يَا عَبْدَ اللهِ، لاَ تَكُنْ مِثْلَ فُلاَنٍ، كَانَ يَقُومُ اللَّيلَ فَتَرَكَ قِيَامَ اللَّيلِ

"Wahai Abdullah, janganlah kamu seperti si fulan; sebelumnya ia biasa melakukan qiyamullali, tetapi selanjutnya ia meninggalkan qiyamullail." (Muttafaq 'alaih)

Landasan dalam Beribadah

Landasan yang harus ada pada seseorang yang beribadah itu ada tiga:

     1. Rasa cinta kepada Allah Ta’ala.

     2. Rasa takut dan tunduk kepada Allah Ta’ala.

     3. Rasa berharap kepada Allah Ta’ala

Ketiga hal ini mesti ada pada seseorang, yakni ketika kita beribadah, kita harus memiliki rasa cinta kepada Allah Ta’ala, memiliki rasa takut dan rasa berharap[i].

Oleh karena itu, kecintaan saja yang tidak disertai dengan rasa takut dan kepatuhan, seperti cinta kepada makanan dan harta, tidaklah termasuk ibadah. Demikian pula rasa takut saja tanpa disertai dengan cinta, seperti takut kepada binatang buas, maka itu tidak termasuk ibadah. Tetapi jika suatu perbuatan di dalamnya menyatu rasa takut dan cinta maka itulah ibadah. Dan ibadah tidak boleh ditujukan kepada selain Allah Ta'ala.

Golongan yang Keliru dalam Beribadah

Ada tiga golongan yang keliru dalam menilai ibadah, yaitu sbb:

  1. Golongan yang mengira bahwa ibadah itu hanya sebatas di masjid saja, sehingga ia memisahkan antara urusan dunia dengan agama/ibadah dan antara urusan negara dengan agama.

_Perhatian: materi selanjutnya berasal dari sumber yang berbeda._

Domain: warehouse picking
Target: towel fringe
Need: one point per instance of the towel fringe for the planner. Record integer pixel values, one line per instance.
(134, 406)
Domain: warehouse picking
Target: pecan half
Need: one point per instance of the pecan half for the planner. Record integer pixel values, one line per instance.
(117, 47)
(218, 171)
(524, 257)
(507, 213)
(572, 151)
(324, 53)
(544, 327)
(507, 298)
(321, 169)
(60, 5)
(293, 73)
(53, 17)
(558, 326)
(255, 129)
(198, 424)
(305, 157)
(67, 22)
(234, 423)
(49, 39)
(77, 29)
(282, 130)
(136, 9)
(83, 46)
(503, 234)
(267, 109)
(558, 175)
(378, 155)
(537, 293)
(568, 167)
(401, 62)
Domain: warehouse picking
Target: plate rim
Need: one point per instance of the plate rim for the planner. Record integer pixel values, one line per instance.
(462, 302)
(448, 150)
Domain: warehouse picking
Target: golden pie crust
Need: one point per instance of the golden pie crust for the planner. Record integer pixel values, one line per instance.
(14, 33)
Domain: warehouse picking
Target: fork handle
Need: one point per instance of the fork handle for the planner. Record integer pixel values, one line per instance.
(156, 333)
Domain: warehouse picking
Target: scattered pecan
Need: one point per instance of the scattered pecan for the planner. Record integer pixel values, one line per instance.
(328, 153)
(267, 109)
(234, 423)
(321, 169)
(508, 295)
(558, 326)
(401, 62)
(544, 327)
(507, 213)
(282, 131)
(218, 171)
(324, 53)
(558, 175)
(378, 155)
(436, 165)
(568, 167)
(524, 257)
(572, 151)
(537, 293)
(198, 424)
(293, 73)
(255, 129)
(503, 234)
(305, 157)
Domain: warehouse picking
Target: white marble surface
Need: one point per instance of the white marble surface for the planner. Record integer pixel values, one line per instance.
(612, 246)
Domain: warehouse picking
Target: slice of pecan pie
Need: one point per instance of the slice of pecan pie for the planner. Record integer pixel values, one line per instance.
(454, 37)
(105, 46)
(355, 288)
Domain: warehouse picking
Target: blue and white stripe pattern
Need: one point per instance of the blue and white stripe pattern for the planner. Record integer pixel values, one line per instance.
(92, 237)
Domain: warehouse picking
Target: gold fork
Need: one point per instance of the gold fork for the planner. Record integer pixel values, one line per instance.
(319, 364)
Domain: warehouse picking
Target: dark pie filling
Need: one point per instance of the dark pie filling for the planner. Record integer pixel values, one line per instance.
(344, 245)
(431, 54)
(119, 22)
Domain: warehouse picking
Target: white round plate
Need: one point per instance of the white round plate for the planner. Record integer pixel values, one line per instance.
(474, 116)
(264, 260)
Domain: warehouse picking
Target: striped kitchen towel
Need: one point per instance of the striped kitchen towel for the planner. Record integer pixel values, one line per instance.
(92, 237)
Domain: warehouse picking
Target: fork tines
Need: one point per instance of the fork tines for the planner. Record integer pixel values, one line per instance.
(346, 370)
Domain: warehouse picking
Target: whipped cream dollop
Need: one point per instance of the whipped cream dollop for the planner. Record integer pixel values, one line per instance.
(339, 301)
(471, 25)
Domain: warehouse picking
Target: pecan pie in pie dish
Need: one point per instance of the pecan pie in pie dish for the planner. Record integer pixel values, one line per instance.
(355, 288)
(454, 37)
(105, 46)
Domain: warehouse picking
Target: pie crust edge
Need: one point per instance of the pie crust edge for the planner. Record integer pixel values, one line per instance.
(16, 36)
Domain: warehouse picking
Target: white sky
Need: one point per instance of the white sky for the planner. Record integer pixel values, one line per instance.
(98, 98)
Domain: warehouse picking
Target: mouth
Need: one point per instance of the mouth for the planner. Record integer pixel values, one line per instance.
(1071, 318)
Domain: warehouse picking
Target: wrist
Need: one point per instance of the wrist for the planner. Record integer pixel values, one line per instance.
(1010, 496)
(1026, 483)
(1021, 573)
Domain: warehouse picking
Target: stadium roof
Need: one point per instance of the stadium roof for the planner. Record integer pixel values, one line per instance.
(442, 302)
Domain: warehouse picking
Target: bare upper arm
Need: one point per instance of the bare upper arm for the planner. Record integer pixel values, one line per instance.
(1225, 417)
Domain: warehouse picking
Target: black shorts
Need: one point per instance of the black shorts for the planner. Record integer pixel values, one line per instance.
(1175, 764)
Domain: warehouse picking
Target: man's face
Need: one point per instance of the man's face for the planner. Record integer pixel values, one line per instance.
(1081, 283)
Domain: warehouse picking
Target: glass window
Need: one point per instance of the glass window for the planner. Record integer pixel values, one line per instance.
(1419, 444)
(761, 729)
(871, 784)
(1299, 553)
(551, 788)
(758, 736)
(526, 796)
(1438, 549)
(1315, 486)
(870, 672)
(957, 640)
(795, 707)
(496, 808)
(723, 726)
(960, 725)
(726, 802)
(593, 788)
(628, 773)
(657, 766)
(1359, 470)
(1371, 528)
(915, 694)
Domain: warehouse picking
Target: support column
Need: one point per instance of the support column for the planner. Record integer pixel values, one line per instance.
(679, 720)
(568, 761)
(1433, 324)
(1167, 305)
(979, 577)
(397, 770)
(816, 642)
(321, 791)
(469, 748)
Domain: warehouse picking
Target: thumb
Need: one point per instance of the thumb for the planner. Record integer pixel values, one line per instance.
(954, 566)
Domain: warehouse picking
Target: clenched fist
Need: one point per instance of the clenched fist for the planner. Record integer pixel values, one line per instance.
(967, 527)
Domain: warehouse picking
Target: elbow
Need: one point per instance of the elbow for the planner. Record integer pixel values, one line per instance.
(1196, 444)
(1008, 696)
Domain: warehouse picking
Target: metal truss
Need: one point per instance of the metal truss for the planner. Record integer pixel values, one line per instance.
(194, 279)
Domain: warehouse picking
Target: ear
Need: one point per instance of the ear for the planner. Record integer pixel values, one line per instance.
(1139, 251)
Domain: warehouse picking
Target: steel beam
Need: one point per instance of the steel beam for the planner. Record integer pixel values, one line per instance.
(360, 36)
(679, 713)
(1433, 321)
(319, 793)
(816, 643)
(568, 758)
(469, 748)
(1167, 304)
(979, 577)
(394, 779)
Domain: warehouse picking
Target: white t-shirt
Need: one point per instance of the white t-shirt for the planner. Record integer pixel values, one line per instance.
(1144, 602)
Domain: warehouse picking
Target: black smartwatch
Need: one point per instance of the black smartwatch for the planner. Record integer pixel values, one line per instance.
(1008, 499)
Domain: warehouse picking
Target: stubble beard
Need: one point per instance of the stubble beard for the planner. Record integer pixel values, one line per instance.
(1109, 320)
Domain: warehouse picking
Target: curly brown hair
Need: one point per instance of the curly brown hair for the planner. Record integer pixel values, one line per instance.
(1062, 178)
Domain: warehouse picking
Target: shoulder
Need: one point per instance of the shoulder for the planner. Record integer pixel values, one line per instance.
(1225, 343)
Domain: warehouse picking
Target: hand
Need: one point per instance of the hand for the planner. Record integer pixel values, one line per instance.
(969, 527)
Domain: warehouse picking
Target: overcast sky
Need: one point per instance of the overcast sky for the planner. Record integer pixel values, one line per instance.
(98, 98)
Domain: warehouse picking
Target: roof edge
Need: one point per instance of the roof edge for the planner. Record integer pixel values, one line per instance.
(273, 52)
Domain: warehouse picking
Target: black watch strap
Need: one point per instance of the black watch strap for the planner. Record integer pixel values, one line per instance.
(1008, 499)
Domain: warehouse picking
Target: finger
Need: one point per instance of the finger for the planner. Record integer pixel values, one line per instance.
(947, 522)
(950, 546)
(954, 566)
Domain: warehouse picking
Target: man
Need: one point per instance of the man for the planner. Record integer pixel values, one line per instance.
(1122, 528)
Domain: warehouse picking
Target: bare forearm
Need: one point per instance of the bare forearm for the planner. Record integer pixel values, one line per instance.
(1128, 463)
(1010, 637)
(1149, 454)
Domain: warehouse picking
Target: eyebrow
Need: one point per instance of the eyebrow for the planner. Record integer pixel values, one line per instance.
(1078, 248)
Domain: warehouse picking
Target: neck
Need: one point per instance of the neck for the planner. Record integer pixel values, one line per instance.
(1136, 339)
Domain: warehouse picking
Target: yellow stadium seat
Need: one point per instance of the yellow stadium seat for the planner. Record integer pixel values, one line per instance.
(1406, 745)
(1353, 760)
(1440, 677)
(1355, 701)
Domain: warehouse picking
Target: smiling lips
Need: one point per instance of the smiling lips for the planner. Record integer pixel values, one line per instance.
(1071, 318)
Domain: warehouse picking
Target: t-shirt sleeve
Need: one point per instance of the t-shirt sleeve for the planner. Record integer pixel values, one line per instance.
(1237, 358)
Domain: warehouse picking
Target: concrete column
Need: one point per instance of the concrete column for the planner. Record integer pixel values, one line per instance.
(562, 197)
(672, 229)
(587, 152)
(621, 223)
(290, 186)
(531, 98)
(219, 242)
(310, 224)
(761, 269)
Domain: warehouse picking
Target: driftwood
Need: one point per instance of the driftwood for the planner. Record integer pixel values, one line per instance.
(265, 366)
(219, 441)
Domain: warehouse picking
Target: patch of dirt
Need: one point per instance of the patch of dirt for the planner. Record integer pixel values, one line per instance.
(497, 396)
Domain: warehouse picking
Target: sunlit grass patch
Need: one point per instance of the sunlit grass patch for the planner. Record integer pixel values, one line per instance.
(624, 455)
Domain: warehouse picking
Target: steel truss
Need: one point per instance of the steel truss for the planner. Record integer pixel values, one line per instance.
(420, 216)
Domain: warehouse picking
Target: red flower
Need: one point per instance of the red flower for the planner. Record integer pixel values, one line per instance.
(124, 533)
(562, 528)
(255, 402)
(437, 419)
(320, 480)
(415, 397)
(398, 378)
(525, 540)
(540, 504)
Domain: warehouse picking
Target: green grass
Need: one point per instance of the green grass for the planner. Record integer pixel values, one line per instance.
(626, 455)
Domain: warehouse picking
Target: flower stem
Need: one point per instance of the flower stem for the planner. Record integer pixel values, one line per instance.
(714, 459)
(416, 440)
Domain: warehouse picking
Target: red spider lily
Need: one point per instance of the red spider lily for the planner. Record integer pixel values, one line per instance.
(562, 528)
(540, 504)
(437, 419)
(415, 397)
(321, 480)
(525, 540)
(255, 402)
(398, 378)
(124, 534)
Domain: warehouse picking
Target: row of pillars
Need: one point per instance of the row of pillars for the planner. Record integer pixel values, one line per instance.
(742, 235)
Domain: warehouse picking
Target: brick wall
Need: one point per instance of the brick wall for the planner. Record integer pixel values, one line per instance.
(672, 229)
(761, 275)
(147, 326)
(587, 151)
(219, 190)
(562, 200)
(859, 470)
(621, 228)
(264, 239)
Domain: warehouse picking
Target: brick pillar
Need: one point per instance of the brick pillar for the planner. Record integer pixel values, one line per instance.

Ibadah dalam Islam tidak hanya dilakukan di masjid saja, bahkan  di luar masjid pun ada ibadah.

Bergaul dengan manusia mengikuti perintah Allah Ta’ala, maka mengerjakannya adalah ibadah. Contoh: Berbakti kepada orang tua, berbuat baik kepada orang lain, seperti kepada teman dan tetangga. bersilaturrahim, beramr ma’ruf dan bernahi munkar, bersedekah, menyantuni anak yatim, orang miskin, janda dan ibnus sabil (musafir yang kehabisan bekal), membantu orang lain, menyingkirkan hal yang mengganggu jalan, menjaga lisan dan tangan kita dari mengganggu orang lain, bekerja untuk menafkahi diri, istri dan anaknya dari rezeki yang halal. Ini semua merupakan ibadah dan dicintai oleh Allah Ta’ala.

Bahkan perbuatan mubah atau suatu kebiasaan harian jika diniatkan ibadah atau agar dapat membantu beribadah, dapat berubah menjadi ibadah. Misalnya seseorang yang makan, minum dan istirahat dengan niat agar dapat beribadah kepada Allah Ta’ala adalah ibadah, bekerja agar dapat memperoleh rezeki yang halal adalah ibadah, demikian juga menikah dengan niat menjaga diri dari yang haram juga ibadah.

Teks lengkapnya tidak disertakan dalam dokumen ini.